Robert K. Tanaka Jr. PLY

Personal information
- Born: 11 January 2000 (age 26) Denver, Colorado, United States
- Education: M.S. Applied Economics and Econometrics B.S. Economics and Mathematics
- Weight: 66 X kg

Sport
- Country: United States
- Sport: Paralympic judo
- Disability: Albinism
- Disability class: B3
- Club: Ju Shin Kan Judo Academy, Denver Judo, Denver Buddhist Temple Judo Dojo, Sawtelle Judo Dojo
- Coached by: Stephen Moore, Heidi Moore, Paul Truong, Kenji Osugi
- Retired: 2021

Medal record
Paralympic judo
Representing United States
IBSA Pan Am Judo Championships
| Bronze medal – third place | 2020 Montreal | Men's -66kg |

= Robert Tanaka =

American Paralympic judoka

Robert Kazuo Tanaka Jr. (born January 11, 2000) is a Paralympic judoka and represented Team USA in the 2020 Tokyo Summer Paralympic Games.
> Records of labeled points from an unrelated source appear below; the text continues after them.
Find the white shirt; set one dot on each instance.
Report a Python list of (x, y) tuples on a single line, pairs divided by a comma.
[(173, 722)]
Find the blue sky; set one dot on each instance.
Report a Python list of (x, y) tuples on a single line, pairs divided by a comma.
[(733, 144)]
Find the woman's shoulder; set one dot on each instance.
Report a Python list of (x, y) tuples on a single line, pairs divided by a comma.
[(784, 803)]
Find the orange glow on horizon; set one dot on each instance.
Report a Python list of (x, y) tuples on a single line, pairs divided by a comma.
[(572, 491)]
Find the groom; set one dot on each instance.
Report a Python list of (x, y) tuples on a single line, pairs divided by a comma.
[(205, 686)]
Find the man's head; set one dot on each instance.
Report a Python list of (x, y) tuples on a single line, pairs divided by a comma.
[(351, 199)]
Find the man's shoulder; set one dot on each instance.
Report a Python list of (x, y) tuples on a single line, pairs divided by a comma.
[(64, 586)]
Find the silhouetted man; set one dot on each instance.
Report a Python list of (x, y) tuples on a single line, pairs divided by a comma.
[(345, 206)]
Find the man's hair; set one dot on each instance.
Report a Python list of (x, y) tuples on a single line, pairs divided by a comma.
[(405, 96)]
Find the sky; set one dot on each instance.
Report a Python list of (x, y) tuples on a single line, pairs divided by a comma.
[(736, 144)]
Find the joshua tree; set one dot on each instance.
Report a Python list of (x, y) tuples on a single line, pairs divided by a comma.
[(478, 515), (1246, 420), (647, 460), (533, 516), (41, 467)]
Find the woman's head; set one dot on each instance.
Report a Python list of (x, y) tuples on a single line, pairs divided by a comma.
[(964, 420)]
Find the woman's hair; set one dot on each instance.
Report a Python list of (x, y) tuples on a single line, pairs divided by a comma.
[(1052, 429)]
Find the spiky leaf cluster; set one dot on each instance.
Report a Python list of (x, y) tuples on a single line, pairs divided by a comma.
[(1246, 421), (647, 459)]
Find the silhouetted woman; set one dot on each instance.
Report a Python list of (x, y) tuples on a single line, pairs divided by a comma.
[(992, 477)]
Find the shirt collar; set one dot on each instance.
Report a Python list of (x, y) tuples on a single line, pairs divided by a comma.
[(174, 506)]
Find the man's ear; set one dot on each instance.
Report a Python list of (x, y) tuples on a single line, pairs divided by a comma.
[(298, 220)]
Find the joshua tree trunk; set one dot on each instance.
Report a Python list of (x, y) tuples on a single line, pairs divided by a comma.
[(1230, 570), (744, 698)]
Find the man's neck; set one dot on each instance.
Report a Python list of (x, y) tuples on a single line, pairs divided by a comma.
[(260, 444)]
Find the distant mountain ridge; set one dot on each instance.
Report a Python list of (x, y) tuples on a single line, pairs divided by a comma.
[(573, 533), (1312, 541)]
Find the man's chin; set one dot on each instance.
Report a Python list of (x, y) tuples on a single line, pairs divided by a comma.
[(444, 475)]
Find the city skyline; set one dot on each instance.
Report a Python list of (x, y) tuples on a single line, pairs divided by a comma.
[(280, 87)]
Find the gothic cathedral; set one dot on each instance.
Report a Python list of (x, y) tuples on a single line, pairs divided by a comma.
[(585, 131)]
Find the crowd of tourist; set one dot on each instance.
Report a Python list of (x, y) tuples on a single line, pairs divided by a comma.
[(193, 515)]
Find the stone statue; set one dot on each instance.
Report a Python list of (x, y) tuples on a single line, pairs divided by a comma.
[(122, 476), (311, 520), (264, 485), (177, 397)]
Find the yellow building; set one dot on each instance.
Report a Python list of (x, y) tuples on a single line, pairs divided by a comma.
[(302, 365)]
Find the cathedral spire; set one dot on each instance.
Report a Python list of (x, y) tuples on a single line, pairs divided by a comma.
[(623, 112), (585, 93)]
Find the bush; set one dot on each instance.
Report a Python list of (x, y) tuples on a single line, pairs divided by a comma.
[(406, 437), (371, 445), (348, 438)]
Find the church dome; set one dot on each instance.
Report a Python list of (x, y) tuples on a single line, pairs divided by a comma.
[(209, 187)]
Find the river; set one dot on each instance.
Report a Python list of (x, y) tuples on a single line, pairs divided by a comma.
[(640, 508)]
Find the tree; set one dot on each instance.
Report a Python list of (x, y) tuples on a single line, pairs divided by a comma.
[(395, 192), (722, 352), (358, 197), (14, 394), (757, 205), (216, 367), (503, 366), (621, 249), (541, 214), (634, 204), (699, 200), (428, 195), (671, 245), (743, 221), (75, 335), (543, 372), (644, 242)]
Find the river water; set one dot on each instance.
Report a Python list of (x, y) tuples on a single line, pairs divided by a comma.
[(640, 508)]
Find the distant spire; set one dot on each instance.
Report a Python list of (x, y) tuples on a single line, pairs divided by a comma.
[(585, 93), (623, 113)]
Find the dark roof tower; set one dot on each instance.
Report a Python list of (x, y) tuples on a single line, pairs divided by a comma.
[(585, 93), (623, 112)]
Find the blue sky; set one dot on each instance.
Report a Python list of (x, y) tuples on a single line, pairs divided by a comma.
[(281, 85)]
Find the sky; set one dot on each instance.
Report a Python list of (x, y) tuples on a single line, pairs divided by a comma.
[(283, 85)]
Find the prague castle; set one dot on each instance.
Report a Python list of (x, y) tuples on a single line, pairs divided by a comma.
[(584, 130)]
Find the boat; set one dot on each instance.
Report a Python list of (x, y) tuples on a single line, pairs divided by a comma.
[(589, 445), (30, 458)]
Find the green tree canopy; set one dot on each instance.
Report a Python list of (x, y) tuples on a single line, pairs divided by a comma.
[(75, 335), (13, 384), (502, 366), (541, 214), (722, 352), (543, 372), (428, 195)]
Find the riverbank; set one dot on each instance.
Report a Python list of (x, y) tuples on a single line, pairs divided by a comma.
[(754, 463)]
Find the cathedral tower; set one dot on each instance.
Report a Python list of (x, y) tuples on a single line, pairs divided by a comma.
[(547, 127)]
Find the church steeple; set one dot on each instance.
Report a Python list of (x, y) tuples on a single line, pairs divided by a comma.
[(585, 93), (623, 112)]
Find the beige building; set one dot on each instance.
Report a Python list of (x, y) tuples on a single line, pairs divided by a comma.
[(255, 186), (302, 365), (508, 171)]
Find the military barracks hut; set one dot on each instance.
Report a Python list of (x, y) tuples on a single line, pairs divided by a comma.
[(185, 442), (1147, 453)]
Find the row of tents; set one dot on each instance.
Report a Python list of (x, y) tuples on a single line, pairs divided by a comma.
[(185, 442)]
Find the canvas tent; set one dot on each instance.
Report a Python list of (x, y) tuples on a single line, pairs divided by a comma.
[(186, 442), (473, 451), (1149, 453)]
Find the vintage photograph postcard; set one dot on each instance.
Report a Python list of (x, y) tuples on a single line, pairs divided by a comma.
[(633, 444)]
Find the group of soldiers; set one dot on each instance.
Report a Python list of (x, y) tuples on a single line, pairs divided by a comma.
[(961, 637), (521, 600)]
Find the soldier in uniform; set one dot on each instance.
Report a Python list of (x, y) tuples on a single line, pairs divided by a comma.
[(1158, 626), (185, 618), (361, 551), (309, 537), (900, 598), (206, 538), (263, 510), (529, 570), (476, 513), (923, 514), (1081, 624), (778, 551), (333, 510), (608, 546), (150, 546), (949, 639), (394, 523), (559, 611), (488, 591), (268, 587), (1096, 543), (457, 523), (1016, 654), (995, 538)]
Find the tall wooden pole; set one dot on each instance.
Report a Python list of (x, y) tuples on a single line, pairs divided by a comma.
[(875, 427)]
Tanaka is a 2020 IBSA Pan American bronze medalist and finished top 5 in both the 2018 IBSA World Games (Lisbon, Portugal) and the 2019 IBSA World Games (Fort Wayne, Indiana).

Tanaka was born with albinism, the cause of his visual impairment. Originally from Denver, Tanaka started Judo at the age of 5 at Denver Judo. His coaches, Heidi and Scoot Moore, would go on to sit in his coaching chair in the 2020 Paralympic Games. Throughout his career, he also trained at Denver Buddhist Judo Dojo, Ju Shin Kan Judo Academy (Paul Truong), and Sawtelle Judo Dojo (Kenji Osugi).

After the Tokyo Games, Tanaka was retired from Para Judo as he no longer classified under the new IBSA vision classifications for Paris 2024.